As those regular readers of The Spirit-Work Connection have already noticed, it’s been quite a while since I’ve written here. Like many of you can attest, sometimes life packs more into your schedule than your calendar or mental capacities can handle. That was certainly the case for me. I’ve been booked basically every day and night for the past three weeks with whatever slivers of time available taken to try to recharge. I’m looking forward to a few days to do things like fold laundry (I’ve got four loads waiting for me!) and cleaning up my outdoor plants for the impending frosts.
I’m finding that I’ve been spending a lot of time being very active in pursuing accomplishments (more clients, reading, having meetings to get things done) and I haven’t been doing as much to just take care of myself. I haven’t been going to the gym and doing yoga as much as I’d like. I have been taking walks pretty consistently (gotta get outside while we still have light and somewhat warm temperatures here in Boston) but the more concentrated honoring of my physical self has been lacking. As I learned through my Tantra studies, great, creative things can happen when you create a space for miracles to bubble up. My body not only is the vehicle for me to do so many great things (planning in a trip to the Bahamas in January!) but it also houses my spirit for this lifetime. I’m in the need to clean house and make this a more comfortable place for me.

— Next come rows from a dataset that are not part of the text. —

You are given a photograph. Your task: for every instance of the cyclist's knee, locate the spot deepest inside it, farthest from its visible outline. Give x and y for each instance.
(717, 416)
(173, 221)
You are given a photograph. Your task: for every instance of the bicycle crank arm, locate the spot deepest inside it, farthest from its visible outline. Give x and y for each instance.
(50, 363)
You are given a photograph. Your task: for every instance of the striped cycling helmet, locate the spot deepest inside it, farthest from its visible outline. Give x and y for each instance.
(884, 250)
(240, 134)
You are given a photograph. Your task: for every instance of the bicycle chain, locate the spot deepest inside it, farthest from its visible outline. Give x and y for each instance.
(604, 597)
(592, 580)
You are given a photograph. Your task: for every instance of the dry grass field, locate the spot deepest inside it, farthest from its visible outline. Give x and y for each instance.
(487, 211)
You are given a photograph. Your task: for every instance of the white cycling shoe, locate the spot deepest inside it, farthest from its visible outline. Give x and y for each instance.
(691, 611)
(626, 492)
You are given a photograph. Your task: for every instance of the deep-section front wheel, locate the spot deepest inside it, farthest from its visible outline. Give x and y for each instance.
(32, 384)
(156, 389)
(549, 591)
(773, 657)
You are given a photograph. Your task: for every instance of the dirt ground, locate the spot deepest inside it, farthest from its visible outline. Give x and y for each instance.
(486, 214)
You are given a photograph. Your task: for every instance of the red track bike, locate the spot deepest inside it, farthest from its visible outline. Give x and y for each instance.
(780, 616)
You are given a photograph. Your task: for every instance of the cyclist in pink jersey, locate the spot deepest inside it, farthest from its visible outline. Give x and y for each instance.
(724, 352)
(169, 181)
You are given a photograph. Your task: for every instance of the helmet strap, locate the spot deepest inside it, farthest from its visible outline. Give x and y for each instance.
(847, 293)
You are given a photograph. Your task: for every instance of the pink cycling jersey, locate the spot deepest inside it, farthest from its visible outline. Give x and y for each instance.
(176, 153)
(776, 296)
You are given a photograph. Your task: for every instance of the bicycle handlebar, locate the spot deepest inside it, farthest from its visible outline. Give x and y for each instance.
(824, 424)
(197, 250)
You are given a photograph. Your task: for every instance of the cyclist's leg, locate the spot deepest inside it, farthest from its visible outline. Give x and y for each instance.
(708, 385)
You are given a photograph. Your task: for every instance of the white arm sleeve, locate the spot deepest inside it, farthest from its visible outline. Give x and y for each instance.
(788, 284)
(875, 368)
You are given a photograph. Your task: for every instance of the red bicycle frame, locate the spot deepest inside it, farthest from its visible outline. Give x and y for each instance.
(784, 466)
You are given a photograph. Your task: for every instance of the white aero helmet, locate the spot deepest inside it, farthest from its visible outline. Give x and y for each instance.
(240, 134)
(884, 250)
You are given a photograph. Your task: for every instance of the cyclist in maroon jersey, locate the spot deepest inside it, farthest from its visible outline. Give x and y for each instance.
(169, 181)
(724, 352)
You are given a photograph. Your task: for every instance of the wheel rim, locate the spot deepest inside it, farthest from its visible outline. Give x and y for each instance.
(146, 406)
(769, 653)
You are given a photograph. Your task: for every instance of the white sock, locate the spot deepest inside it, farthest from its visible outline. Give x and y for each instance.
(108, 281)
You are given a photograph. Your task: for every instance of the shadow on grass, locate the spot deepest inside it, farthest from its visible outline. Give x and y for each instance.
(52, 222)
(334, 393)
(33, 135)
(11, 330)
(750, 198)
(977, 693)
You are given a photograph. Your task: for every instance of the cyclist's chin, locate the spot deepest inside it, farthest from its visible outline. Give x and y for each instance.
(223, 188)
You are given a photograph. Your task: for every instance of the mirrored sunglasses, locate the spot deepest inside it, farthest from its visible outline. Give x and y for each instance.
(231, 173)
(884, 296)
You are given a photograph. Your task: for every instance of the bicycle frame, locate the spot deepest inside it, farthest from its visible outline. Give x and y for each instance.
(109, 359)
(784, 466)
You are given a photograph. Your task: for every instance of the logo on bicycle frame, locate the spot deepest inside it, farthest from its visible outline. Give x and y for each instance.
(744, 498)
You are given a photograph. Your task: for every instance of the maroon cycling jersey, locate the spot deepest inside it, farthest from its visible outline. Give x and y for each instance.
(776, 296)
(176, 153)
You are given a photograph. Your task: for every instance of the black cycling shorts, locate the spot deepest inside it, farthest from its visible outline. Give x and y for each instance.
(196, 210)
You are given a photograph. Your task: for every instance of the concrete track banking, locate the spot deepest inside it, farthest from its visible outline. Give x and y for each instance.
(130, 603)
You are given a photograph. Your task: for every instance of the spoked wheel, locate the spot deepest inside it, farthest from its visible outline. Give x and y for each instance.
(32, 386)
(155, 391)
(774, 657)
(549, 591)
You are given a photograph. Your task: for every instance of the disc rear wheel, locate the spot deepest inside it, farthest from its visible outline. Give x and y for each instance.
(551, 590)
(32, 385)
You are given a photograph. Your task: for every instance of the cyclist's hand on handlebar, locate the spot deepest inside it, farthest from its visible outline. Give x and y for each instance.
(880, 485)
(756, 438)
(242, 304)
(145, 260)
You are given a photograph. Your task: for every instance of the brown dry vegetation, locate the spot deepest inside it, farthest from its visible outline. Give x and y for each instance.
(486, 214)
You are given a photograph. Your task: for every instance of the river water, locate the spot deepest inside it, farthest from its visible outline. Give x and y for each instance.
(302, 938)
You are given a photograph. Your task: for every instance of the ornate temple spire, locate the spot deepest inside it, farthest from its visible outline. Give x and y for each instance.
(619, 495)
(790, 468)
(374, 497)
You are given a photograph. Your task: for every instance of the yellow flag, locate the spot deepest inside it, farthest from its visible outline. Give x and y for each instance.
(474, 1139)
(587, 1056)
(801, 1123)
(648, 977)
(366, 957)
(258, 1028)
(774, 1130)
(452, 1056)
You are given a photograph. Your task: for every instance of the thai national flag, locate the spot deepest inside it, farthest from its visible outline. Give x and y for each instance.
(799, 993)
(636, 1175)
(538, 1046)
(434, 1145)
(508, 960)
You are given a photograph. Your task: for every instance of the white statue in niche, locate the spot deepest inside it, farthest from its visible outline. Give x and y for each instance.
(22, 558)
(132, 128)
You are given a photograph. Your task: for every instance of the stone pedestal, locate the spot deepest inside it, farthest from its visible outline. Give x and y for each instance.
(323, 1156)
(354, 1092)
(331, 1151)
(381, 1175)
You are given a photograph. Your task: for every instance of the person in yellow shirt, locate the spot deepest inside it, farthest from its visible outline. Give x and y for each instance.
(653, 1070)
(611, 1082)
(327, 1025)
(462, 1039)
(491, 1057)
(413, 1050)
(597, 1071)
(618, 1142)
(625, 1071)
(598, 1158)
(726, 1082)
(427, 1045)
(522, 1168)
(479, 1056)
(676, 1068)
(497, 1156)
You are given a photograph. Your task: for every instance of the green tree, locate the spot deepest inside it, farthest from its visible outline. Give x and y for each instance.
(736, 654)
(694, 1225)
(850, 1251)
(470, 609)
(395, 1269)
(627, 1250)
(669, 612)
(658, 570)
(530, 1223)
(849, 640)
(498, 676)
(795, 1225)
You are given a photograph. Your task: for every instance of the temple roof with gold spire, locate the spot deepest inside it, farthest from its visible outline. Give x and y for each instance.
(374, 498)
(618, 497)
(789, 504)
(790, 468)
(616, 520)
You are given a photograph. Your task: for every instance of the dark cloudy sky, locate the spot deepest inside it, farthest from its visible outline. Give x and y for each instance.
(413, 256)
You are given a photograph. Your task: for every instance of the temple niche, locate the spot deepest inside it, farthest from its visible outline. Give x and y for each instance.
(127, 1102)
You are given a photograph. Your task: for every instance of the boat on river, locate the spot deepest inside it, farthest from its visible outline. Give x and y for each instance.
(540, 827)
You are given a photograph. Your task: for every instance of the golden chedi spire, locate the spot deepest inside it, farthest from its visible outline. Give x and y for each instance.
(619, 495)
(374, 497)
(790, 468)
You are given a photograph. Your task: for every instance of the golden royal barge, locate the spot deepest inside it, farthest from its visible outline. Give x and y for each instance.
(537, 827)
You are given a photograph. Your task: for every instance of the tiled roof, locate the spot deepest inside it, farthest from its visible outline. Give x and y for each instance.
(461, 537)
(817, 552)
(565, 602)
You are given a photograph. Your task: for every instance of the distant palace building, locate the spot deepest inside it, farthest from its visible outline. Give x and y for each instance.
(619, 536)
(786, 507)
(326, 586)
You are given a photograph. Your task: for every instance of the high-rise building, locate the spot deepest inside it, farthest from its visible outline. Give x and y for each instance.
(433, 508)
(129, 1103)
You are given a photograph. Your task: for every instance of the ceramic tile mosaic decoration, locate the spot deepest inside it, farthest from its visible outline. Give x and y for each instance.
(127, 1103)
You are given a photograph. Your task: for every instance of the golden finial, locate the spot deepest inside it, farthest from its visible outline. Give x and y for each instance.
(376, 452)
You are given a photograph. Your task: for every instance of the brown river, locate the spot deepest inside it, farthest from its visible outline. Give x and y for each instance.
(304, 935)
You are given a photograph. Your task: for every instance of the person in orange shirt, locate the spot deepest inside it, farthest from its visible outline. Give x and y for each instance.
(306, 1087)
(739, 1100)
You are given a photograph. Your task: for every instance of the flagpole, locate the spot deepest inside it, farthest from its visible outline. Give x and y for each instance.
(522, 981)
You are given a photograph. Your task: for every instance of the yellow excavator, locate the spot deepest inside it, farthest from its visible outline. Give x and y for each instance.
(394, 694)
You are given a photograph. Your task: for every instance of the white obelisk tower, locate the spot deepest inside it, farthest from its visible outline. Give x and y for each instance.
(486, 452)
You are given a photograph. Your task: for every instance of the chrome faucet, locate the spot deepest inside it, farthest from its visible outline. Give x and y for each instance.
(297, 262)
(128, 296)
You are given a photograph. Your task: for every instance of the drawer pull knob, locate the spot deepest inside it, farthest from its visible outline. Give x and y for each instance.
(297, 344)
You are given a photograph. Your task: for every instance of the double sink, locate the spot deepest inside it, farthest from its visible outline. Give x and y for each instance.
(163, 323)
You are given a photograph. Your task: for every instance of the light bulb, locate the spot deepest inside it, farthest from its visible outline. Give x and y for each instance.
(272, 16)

Here on Halloween, many traditions celebrate that this is the time when our ancestors (i.e. those that no longer have their earthly containers) are closer to us than at any other time of the year. I should be pleased that I have a container/body to dwell in and that is something to be happy about and celebrate.
I’ve decided that this winter season will be a cocooning time for me where I’ll focus on doing yoga, meditating, journaling, reading good books, and cooking good food. And breathing. Got to remember to keep breathing.
So, what are you doing to take care of the one container you’ll never get out of in this life?